Moreover, the report, which examined on-location filming over a 20 year period, said that a bigger share of recent growth has been in “lower-value” projects, such as reality TV, student films and still photography, 16% over the past five years, and ones that provide fewer and lower-paying jobs than so-called “higher value” productions like TV dramas and major feature films, which have increased just 2% over that period.
“Altogether, approximately 56% of the on-location filming taking place in Los Angeles can be classified as ‘lower value,’ and this figure remains optimistic,” FilmLA said in its report.
Industry boosters and Los Angeles Mayor Eric Garcetti are calling for the state to expand its production incentive program, now capped at $100 million per year, to better compete with other states that have been able to lure network dramas and major feature films from Hollywood.
The FilmLA report highlighted what will be a challenge for industry lobbyists as they try to convince lawmakers of the urgency to expand the program, as the figures show a more complicated picture than a precipitous, year-over-year drop in production. While there are signs of improvement from 2012 to 2013, FilmLA said that production still lags peaks in certain categories. For instance, feature production is 50% below its peak in 1996, and TV drama production is 39% below its 2008 peak.
“I have been using the analogy that we have been in this basement, and we have moved up a step or two to the first floor, but we are nowhere where we used to be,” said Paul Audley, president of FilmLA. He said that other states have essentially been “cherry picking the best stuff away from us,” with the growth confined to “micro-budgeted” projects and direct-to-web productions. His “biggest concern,” he said, is that so many dramas and features are locating in other states that some of the key vendors that service them also are moving there permanent operations there as well.
In a statement, Garcetti said that the report “underscores the urgency of our work to reverse runaway production. The entertainment industry is a cornerstone of our civic identity and our economy, with 500,000 jobs at stake. I will cut red tape at City Hall and fight in Sacramento to make sure L.A. is the best possible place for production and ensure that we are always the entertainment capital of the world.”

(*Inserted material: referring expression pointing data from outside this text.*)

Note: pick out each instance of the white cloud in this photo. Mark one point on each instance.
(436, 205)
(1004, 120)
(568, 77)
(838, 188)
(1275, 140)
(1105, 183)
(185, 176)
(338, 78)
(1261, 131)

FilmLA also plans an extensive report soon on production among certain categories of feature film production.
The figures from FilmLA, by category:
Features: 6,972 production days, 2013; 5,892 production days, 2012. Peak: 13,980 production days, 1996.
TV: 18,590 production days, 2013; 16,762 production days, 2012. Peak: 23,315 production days, 2007.

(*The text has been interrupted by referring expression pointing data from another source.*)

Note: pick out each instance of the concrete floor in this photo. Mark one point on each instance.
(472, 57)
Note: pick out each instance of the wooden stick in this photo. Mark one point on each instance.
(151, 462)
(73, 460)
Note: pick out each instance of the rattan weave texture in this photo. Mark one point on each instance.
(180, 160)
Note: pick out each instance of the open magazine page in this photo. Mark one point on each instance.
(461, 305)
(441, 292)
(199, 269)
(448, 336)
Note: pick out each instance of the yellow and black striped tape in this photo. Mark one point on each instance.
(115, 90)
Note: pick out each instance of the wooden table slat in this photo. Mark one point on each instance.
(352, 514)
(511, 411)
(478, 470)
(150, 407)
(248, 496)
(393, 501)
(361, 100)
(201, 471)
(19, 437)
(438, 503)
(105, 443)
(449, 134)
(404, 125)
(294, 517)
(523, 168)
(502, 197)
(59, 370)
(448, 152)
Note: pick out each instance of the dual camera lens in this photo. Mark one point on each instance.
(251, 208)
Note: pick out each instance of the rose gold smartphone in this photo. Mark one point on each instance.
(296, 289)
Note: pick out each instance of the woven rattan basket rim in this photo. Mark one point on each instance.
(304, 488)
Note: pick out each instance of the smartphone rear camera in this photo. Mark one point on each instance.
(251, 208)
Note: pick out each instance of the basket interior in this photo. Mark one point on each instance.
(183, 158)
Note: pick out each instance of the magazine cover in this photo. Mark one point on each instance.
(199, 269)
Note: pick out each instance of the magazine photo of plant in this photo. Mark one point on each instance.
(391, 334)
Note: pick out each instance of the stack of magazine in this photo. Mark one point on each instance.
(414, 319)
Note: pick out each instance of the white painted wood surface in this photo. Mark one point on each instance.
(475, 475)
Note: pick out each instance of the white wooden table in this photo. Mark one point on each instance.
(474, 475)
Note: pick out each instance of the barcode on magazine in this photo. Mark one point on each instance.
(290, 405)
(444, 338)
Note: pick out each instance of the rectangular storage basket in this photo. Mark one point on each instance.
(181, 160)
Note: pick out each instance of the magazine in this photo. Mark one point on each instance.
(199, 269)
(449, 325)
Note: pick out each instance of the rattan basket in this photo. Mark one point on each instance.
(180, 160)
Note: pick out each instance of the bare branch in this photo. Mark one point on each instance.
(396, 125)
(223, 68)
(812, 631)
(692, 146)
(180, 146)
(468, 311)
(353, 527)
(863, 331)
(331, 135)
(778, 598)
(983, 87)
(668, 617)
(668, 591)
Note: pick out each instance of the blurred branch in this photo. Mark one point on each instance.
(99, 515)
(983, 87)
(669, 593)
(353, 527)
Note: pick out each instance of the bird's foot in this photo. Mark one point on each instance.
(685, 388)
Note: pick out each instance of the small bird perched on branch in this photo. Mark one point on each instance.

Commercials: 8,453 production days, 2013; 8,078 production days, 2012. Peak: 8,453 production days, 2013.
TV dramas: 4,095 production days, 2013; 3,553 production days, 2012. Peak: 6,736 production days, 2008.

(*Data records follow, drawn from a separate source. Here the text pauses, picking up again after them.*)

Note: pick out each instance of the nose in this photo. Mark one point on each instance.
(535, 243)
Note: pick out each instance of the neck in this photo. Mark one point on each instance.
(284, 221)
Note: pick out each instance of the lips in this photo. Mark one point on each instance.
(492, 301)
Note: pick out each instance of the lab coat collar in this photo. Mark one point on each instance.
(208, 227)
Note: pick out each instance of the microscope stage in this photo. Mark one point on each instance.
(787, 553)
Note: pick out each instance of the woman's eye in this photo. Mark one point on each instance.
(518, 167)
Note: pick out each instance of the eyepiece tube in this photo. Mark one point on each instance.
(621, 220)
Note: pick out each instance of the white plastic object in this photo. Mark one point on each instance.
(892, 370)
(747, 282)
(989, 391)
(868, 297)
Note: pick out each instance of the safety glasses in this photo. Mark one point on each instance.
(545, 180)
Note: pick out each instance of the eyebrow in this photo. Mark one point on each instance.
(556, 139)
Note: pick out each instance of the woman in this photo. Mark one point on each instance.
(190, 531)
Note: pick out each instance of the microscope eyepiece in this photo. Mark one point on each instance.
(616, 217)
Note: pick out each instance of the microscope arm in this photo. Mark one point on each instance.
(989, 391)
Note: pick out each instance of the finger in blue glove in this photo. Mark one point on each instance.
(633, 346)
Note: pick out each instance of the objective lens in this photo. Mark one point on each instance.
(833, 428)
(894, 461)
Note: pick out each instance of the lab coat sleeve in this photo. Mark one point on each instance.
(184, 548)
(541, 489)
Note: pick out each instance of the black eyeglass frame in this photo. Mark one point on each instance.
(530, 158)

TV comedies: 2,222 production days, 2013; 2,048 production days, 2012. Peak: 2,222 production days, 2013.
TV pilots: 1,066 production days, 2013; 795 production days, 2012. Peak: 1,599 production days, 2006.
TV reality: 6,605 production days, 2013; 6,358 production days, 2012. Peak: 6,605 production days, 2013.
Web based TV: 1,725 production days, 2013; 1,633 production days, 2012. Peak: 1,725 production days, 2013.